The Senate bill's sponsors appear to want the revenue raised from the tax to fund a variety of programs that would lower industrial emissions, including helping manufacturers reduce energy use or boosting wind and solar power installations by electric utilities.
But the tax has encountered stiff behind-the-scenes resistance from some Democrats, who fear the political specter of increasing gasoline prices as the national average cost of gasoline is expected to crest $3 a gallon this summer.
And no other Republicans have publicly announced support for the framework legislation that Graham and the others are circulating on Capitol Hill. Attracting significant Republican support for a bill featuring a tax increase would run counter to historical political trends and to the anti-tax outrage percolating among the "tea party" activists in the GOP base.
Sources say the resistance extends to some Obama administration officials. In a statement, White House spokesman Ben Labolt said only that President Obama was "encouraged by the work of Sens. Kerry, Lieberman and Graham to move forward bipartisan, comprehensive energy and climate legislation" and that "we look forward to reviewing the details of the legislation when they are finalized."
Some industry analysts and environmentalists question how much a tax would do to reduce emissions from gasoline, particularly if the extra cost to motorists is measured in cents, not dollars.
Proponents call the tax approach under consideration a "linked fee," because it links the extra cost for gasoline to the average cost of greenhouse gas emission permits created through a so-called cap-and-trade system for electric utilities.

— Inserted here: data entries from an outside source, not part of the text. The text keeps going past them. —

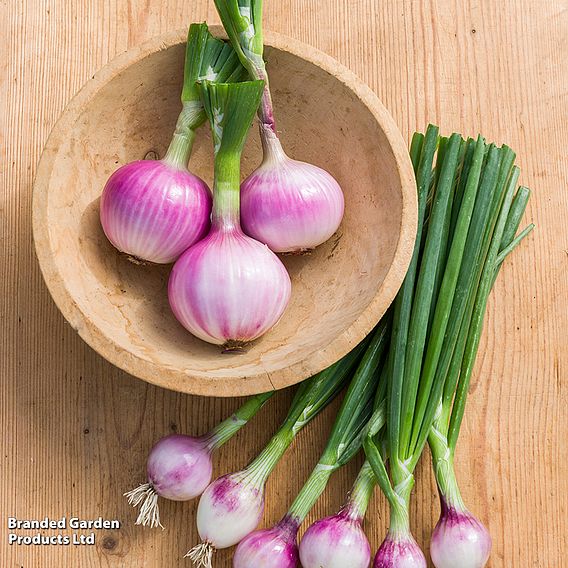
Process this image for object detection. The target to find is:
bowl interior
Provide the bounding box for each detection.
[40,33,410,394]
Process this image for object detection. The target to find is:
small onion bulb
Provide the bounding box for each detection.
[430,507,491,568]
[233,517,299,568]
[125,434,212,527]
[300,513,371,568]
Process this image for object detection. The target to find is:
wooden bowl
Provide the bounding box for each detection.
[33,28,416,396]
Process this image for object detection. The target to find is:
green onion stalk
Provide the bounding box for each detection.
[168,81,292,351]
[233,317,390,568]
[100,20,246,264]
[365,126,532,567]
[164,23,248,168]
[187,341,367,566]
[428,183,534,568]
[299,365,386,568]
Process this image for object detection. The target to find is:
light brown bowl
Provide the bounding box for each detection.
[33,28,416,396]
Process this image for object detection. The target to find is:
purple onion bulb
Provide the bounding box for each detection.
[147,434,213,501]
[125,434,213,527]
[300,513,371,568]
[241,135,345,252]
[233,517,299,568]
[168,228,291,349]
[373,533,426,568]
[430,504,491,568]
[100,160,212,263]
[197,472,264,549]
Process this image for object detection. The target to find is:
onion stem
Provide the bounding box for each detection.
[287,316,390,526]
[215,0,276,134]
[343,460,377,522]
[205,391,274,451]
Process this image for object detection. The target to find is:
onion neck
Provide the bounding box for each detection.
[428,423,466,516]
[389,472,414,540]
[246,428,294,486]
[287,463,338,524]
[163,101,205,169]
[247,53,277,136]
[211,151,241,231]
[341,461,376,523]
[260,124,288,165]
[203,391,274,452]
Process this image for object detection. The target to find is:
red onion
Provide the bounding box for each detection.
[373,533,426,568]
[100,155,211,263]
[241,130,344,252]
[430,501,491,568]
[186,470,264,568]
[168,227,291,349]
[233,516,302,568]
[125,434,213,528]
[300,462,375,568]
[168,81,291,349]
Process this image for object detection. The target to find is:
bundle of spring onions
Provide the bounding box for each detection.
[100,8,344,352]
[364,126,532,568]
[215,0,344,252]
[186,342,366,567]
[100,24,246,263]
[299,374,387,568]
[233,318,389,568]
[124,391,274,528]
[111,8,533,568]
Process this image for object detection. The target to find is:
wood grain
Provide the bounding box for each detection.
[0,0,568,568]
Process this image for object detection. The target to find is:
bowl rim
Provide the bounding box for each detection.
[32,25,417,397]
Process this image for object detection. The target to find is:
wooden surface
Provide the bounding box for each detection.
[32,26,417,396]
[0,0,568,568]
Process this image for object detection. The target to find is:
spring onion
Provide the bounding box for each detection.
[300,368,386,568]
[233,318,389,568]
[215,0,344,252]
[124,392,273,528]
[428,182,534,568]
[187,343,365,567]
[364,126,532,568]
[168,81,291,350]
[100,24,245,263]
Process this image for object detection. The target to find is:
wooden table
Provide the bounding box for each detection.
[0,0,568,568]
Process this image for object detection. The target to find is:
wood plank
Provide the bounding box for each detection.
[0,0,568,568]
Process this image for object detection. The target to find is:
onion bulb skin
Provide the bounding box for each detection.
[124,434,213,528]
[100,160,212,264]
[373,534,426,568]
[430,504,491,568]
[146,434,213,501]
[197,472,264,549]
[168,227,291,349]
[233,517,299,568]
[300,513,371,568]
[241,134,345,252]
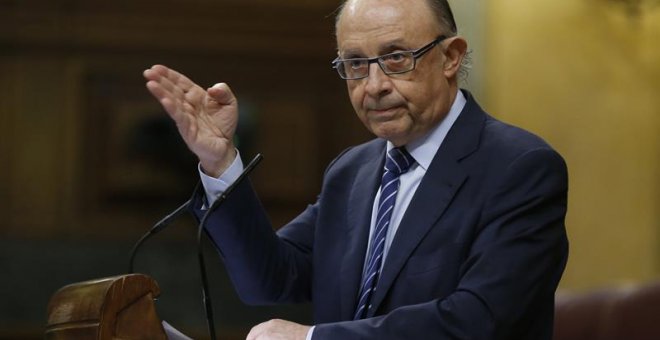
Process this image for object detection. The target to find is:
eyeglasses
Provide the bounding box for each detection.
[332,35,447,80]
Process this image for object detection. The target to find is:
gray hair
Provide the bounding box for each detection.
[335,0,472,82]
[335,0,458,36]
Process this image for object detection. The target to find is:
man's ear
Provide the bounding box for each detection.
[443,36,467,78]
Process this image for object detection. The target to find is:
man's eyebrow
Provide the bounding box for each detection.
[378,39,408,54]
[339,38,409,59]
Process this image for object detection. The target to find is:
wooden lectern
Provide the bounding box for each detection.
[45,274,167,340]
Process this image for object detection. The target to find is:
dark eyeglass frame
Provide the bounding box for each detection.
[332,35,448,80]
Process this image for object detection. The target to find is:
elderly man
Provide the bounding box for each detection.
[145,0,568,340]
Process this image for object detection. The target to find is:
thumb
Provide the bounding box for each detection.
[206,83,236,105]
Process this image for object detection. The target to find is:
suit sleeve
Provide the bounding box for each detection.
[194,180,317,305]
[313,148,568,340]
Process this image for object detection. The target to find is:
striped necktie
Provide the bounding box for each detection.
[353,147,415,320]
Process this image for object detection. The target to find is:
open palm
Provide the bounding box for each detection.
[144,65,238,177]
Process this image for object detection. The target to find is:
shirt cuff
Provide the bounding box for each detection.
[305,326,316,340]
[197,150,243,208]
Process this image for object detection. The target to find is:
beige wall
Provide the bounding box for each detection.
[484,0,660,289]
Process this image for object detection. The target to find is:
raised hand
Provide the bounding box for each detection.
[143,65,238,177]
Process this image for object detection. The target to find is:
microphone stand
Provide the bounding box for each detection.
[128,154,263,340]
[197,154,263,340]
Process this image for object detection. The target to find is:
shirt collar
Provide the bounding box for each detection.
[387,90,467,171]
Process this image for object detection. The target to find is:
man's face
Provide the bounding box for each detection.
[337,0,456,146]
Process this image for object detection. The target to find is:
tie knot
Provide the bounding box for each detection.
[385,146,415,176]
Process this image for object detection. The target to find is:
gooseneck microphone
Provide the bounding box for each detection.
[197,154,263,340]
[128,154,263,340]
[128,197,193,274]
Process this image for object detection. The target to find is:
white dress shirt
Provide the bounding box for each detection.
[198,90,467,340]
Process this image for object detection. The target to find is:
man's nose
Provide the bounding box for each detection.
[365,63,392,97]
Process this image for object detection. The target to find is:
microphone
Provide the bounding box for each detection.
[128,154,263,340]
[128,197,192,274]
[197,154,263,340]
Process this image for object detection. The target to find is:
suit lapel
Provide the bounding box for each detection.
[340,141,385,320]
[368,92,486,316]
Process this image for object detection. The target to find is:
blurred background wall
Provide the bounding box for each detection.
[0,0,660,339]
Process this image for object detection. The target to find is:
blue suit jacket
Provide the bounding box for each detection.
[197,92,568,340]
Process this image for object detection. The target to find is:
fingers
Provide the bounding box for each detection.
[207,83,236,105]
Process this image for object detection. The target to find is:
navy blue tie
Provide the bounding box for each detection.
[353,147,415,320]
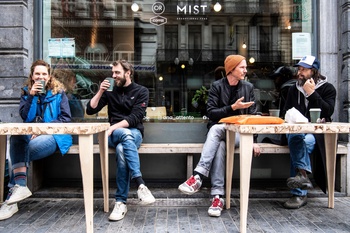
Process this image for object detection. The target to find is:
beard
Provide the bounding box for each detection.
[297,78,307,87]
[116,74,126,87]
[297,76,312,87]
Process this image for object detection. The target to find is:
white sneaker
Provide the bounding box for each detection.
[0,201,18,220]
[7,184,32,205]
[109,202,128,221]
[137,184,156,205]
[208,195,224,217]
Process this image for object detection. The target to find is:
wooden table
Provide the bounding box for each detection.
[0,123,109,232]
[225,122,350,232]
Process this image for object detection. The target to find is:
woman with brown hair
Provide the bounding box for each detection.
[0,60,72,220]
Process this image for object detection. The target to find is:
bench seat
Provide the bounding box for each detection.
[68,143,349,195]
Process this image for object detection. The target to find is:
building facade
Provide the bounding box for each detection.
[0,0,350,186]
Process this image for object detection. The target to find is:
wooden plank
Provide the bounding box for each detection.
[68,143,348,155]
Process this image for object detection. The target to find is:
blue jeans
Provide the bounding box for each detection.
[9,135,58,187]
[286,134,316,196]
[194,124,239,196]
[108,128,142,203]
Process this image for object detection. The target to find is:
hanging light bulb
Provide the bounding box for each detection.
[131,2,140,12]
[214,2,221,12]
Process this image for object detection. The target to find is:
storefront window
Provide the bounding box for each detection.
[38,0,317,121]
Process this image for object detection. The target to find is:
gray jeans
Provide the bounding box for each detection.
[194,124,239,196]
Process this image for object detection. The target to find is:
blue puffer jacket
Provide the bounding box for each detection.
[19,87,73,154]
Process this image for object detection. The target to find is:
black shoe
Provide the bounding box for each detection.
[283,196,307,209]
[287,172,314,189]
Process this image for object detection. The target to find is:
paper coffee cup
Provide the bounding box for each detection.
[37,80,46,94]
[310,108,321,123]
[106,77,114,91]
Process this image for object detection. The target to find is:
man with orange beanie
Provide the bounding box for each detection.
[179,55,260,217]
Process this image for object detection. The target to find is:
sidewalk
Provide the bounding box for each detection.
[0,188,350,233]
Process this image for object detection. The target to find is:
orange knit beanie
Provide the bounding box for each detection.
[225,55,245,75]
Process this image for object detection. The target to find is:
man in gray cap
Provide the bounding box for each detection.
[284,56,336,209]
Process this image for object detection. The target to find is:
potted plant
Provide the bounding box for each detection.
[192,86,209,116]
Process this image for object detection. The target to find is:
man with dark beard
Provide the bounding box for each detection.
[86,60,155,221]
[284,56,336,209]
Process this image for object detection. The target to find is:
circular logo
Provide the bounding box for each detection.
[152,2,165,15]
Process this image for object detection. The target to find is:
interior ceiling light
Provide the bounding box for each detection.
[214,2,221,12]
[131,2,140,12]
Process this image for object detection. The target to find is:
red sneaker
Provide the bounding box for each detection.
[208,195,224,217]
[179,175,202,195]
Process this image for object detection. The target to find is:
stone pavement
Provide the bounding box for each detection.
[0,189,350,233]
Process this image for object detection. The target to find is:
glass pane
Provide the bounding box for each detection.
[43,0,317,121]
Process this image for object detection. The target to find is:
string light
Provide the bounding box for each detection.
[131,2,140,12]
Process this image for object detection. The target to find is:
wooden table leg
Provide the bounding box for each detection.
[0,135,7,202]
[324,134,338,209]
[226,130,236,209]
[79,134,94,233]
[239,134,253,233]
[98,131,109,212]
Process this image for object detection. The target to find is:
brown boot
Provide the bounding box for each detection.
[287,172,313,189]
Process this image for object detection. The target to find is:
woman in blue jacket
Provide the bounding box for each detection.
[0,60,72,220]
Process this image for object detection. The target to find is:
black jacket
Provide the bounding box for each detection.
[86,83,149,135]
[284,78,336,193]
[207,78,256,129]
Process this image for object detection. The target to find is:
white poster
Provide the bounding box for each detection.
[292,32,311,60]
[48,38,75,58]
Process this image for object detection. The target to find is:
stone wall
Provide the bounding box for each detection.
[0,0,33,122]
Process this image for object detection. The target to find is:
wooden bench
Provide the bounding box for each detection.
[68,143,350,195]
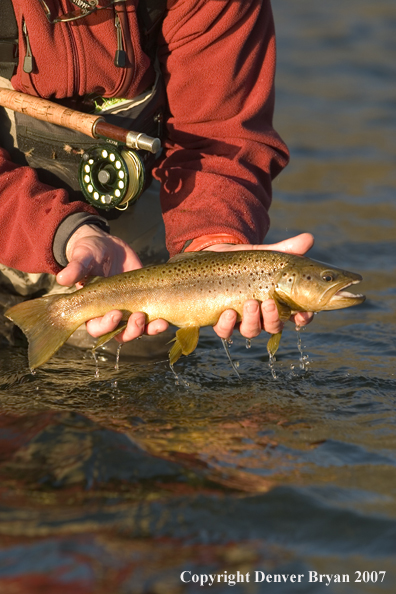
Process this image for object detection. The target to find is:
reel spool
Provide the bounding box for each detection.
[78,144,145,210]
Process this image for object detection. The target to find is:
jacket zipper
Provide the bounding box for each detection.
[21,17,38,95]
[111,0,136,97]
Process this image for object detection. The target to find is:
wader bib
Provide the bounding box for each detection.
[0,0,169,346]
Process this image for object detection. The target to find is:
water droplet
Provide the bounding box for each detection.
[92,351,99,379]
[296,325,310,371]
[268,353,278,379]
[114,342,122,371]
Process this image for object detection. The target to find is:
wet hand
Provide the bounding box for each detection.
[207,233,314,338]
[56,225,168,342]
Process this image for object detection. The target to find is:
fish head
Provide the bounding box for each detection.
[275,256,365,312]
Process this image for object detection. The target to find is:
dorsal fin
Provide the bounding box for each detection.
[168,252,208,262]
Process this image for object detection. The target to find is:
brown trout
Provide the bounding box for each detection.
[5,250,365,369]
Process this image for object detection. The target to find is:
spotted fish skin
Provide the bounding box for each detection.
[6,250,364,369]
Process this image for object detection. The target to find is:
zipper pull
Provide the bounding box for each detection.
[114,13,126,68]
[23,21,35,74]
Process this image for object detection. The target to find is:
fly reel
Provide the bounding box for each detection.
[78,144,145,210]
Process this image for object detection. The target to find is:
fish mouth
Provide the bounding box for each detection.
[324,278,366,309]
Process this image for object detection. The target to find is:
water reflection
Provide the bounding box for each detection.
[0,0,396,594]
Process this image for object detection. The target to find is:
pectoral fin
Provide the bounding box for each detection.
[169,326,199,365]
[267,332,282,357]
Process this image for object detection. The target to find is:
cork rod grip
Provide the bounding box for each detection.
[0,88,102,138]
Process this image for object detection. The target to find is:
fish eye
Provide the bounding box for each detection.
[322,272,334,283]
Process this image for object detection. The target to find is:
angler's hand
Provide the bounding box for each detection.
[206,233,314,338]
[56,225,168,342]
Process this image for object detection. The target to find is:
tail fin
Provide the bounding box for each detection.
[5,295,81,370]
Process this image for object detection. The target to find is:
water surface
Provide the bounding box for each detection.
[0,0,396,594]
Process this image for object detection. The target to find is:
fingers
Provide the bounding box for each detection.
[56,258,91,287]
[115,312,169,342]
[261,299,283,334]
[213,299,283,338]
[290,311,314,326]
[239,299,262,338]
[86,310,169,342]
[213,309,237,338]
[86,310,122,338]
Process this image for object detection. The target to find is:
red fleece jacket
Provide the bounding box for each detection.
[0,0,288,273]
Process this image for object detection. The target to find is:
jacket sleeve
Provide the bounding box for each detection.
[154,0,288,255]
[0,148,105,274]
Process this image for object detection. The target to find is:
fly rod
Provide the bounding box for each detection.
[0,87,161,210]
[0,88,161,154]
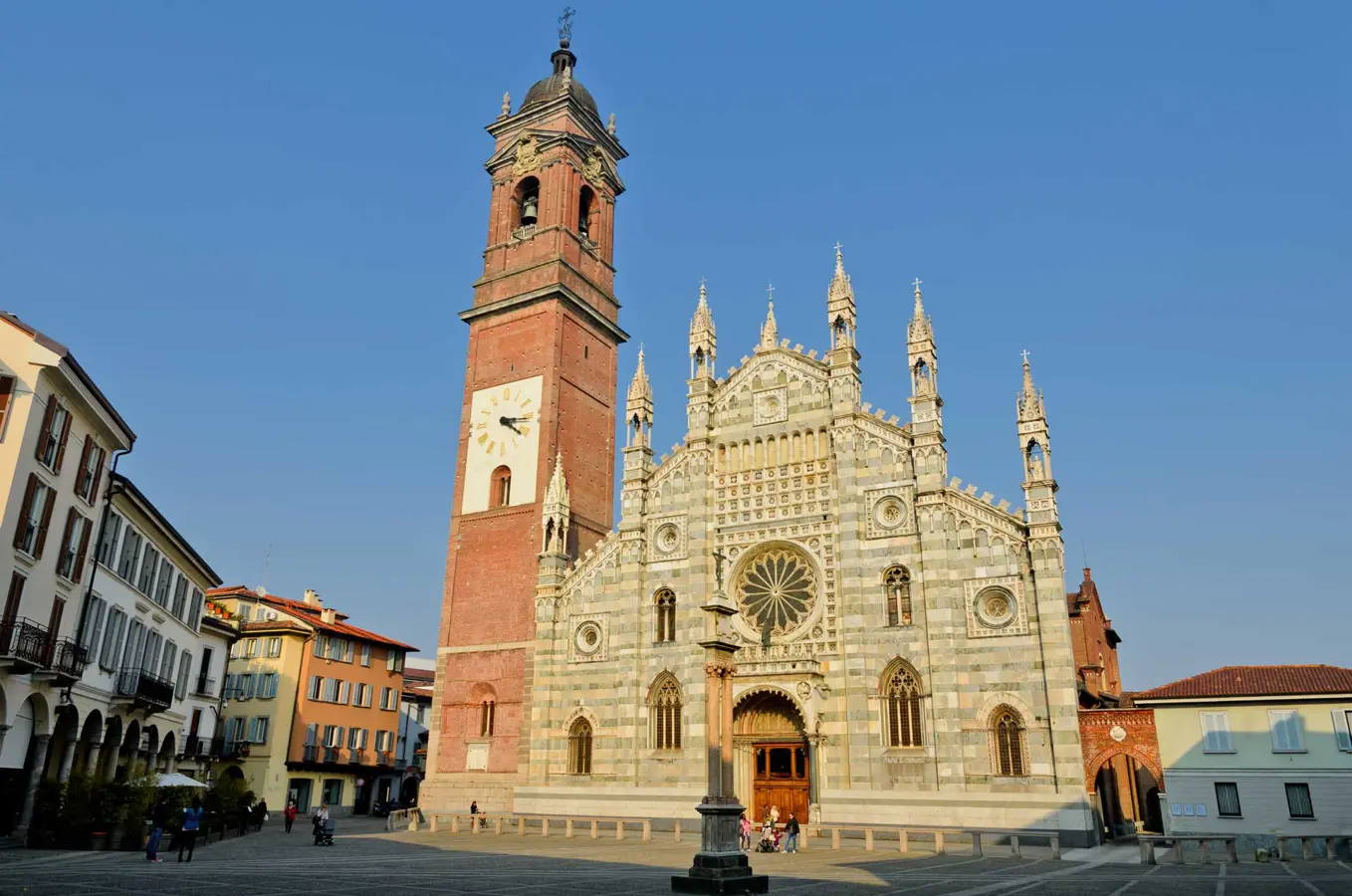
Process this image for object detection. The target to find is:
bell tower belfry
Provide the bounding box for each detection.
[423,14,627,810]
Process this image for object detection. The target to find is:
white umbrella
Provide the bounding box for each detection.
[155,772,207,786]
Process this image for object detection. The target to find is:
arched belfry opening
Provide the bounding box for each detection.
[733,691,816,823]
[515,177,540,227]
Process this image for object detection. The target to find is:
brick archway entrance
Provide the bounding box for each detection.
[733,692,812,823]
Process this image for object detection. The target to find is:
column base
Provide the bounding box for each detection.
[672,797,770,893]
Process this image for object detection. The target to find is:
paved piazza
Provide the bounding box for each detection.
[0,820,1352,896]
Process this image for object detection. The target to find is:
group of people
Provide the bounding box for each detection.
[146,793,316,862]
[737,805,801,853]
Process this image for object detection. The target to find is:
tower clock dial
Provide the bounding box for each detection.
[461,377,544,514]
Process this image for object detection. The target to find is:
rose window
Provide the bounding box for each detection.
[737,548,816,634]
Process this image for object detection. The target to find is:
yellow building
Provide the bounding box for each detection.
[1134,666,1352,851]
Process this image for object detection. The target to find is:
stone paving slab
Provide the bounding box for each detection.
[0,819,1352,896]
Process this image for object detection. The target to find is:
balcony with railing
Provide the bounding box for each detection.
[0,619,53,674]
[50,638,90,684]
[117,668,173,712]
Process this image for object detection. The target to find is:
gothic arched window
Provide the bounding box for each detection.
[991,707,1027,778]
[647,672,680,750]
[653,587,676,642]
[517,177,540,227]
[577,186,599,243]
[567,719,590,775]
[883,662,925,748]
[488,465,511,507]
[883,566,911,626]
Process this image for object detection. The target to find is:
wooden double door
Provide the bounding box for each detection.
[751,741,811,825]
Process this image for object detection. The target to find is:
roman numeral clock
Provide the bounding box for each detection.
[460,375,544,514]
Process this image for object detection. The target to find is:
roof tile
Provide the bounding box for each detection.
[1133,665,1352,700]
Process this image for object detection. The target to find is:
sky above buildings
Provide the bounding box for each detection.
[0,0,1352,688]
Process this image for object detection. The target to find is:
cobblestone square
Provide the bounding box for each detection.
[0,819,1352,896]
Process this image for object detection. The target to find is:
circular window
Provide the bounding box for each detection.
[737,548,816,634]
[657,523,680,555]
[976,587,1015,628]
[873,498,906,529]
[573,621,600,655]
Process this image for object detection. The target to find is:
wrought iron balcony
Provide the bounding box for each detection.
[0,619,52,674]
[117,668,173,712]
[52,638,90,684]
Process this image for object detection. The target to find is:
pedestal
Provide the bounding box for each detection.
[672,796,770,893]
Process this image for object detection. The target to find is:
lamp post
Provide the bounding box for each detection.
[672,552,770,893]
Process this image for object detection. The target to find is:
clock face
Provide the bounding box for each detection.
[460,377,544,514]
[469,384,538,458]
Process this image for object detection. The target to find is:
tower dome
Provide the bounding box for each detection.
[518,38,600,118]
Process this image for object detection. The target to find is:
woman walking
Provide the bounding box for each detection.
[178,796,201,862]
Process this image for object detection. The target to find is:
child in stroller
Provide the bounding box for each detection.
[756,819,779,853]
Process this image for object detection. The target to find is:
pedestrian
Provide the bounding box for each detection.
[785,812,797,853]
[146,793,169,862]
[178,796,201,862]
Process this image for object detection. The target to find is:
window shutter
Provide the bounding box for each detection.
[52,411,72,473]
[34,392,58,464]
[14,473,38,550]
[76,435,94,495]
[1333,710,1352,750]
[57,508,76,573]
[0,377,14,435]
[71,521,94,581]
[90,445,107,504]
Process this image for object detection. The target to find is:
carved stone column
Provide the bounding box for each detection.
[672,587,770,893]
[15,734,52,834]
[57,738,79,784]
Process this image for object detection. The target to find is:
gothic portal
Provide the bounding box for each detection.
[420,24,1094,843]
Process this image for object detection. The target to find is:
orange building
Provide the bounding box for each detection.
[209,587,418,815]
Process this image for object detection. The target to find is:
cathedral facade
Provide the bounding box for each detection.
[420,26,1095,843]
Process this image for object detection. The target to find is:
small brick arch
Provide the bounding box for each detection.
[1084,746,1164,793]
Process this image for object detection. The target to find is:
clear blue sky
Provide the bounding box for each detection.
[0,0,1352,688]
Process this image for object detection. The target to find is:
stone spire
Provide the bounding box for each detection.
[690,280,718,379]
[760,287,779,350]
[541,451,571,555]
[826,243,856,351]
[624,346,653,447]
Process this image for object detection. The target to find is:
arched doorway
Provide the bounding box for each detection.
[1091,752,1164,839]
[733,691,812,821]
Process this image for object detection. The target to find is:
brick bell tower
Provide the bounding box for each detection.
[419,22,627,810]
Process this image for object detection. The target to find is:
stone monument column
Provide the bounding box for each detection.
[672,577,770,893]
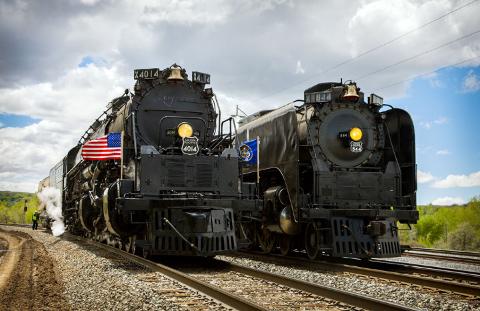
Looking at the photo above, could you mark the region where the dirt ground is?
[0,229,71,311]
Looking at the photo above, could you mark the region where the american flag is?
[82,133,122,161]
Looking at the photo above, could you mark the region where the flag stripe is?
[82,133,122,161]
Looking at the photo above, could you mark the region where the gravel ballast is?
[3,227,230,310]
[217,256,480,311]
[382,256,480,273]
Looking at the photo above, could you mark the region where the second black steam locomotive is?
[44,65,255,256]
[238,82,418,258]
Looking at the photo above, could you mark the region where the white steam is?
[37,187,65,236]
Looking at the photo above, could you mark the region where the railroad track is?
[235,253,480,298]
[16,228,412,311]
[404,247,480,258]
[402,248,480,265]
[70,235,412,310]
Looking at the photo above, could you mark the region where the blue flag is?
[240,139,258,164]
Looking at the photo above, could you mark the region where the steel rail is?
[222,261,416,311]
[402,250,480,265]
[66,234,267,311]
[236,251,480,297]
[68,234,415,311]
[405,247,480,257]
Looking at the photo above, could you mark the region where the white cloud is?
[417,170,435,184]
[0,65,128,192]
[432,197,466,205]
[436,149,451,155]
[462,70,480,93]
[433,171,480,188]
[295,60,305,74]
[420,117,448,130]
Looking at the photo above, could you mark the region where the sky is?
[0,0,480,205]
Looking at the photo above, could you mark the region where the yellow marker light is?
[349,127,363,141]
[177,122,193,138]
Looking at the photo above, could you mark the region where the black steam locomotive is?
[45,65,254,256]
[238,82,418,259]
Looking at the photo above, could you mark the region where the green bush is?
[400,197,480,251]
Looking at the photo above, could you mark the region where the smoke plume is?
[37,187,65,236]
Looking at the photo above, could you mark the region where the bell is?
[167,64,183,81]
[343,83,360,102]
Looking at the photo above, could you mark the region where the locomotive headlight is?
[177,122,193,138]
[349,127,363,141]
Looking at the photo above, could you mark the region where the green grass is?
[0,191,40,223]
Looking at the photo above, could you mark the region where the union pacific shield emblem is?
[182,136,200,155]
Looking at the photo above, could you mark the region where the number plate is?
[350,141,363,152]
[182,136,199,155]
[192,71,210,84]
[133,68,160,80]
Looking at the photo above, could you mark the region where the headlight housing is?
[177,122,193,138]
[349,127,363,141]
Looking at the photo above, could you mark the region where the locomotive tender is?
[238,81,418,259]
[45,64,254,256]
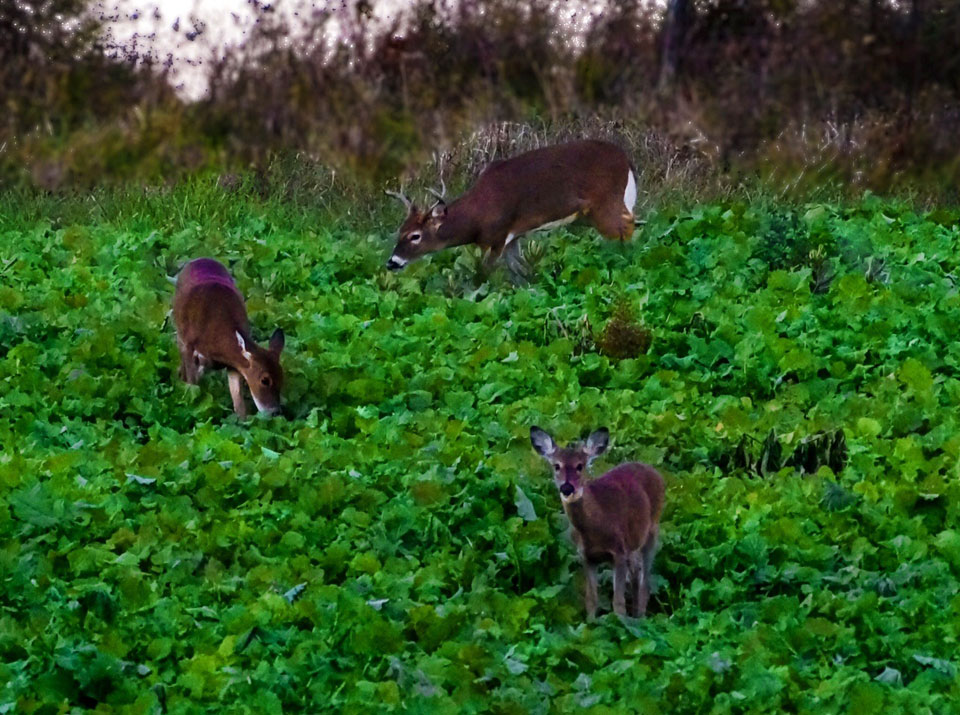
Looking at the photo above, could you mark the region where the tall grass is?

That system would set a declining limit on emissions from power plants and force utilities to buy permits, on a trading market, to emit heat-trapping gases. Under the linked-fee proposal, gasoline taxes would rise in tandem with the prices of industrial emission permits, or fall if the price of permits declines.
As negotiations build toward a scheduled unveiling of the bill next week, it's still unclear whether major oil companies and their trade group, the American Petroleum Institute, will explicitly endorse the legislation or at least agree not to fund an ad campaign opposing it. Proponents of a climate bill say such backing would be a major coup.
"Getting major oil companies to truly and aggressively support a specific bill mandating greenhouse gas emissions limits and a carbon price would be a significant political accomplishment," said Paul W. Bledsoe, a former Clinton administration official now with the bipartisan National Commission on Energy Policy.
Other analysts wonder whether increasingly populist Republicans would follow the industry and support the bill.
"It's not clear that a linked fee creates a path to 60 votes" to overcome Senate procedural hurdles, said Scott Segal, a lobbyist for the Bracewell & Giuliani law firm in Washington who represents utilities and refiners on climate policy.
Unquestionably, Big Oil can be a formidable opponent: The petroleum institute recently spent millions on ads blasting an Obama proposal to end some industry tax breaks. The group is currently neutral on the linked-fee plan. It needs to see details on the full climate bill and an Energy Information Administration analysis of its effects before taking a position, said Lou Hayden, its senior director for federal relations.
If oil companies do back the bill, climate activists will find themselves joining forces with an industry they've long demonized. The tax could also put senators who vote for the bill at the mercy of election attacks if gas prices spike before November -- even though the tax would probably not kick in for several years.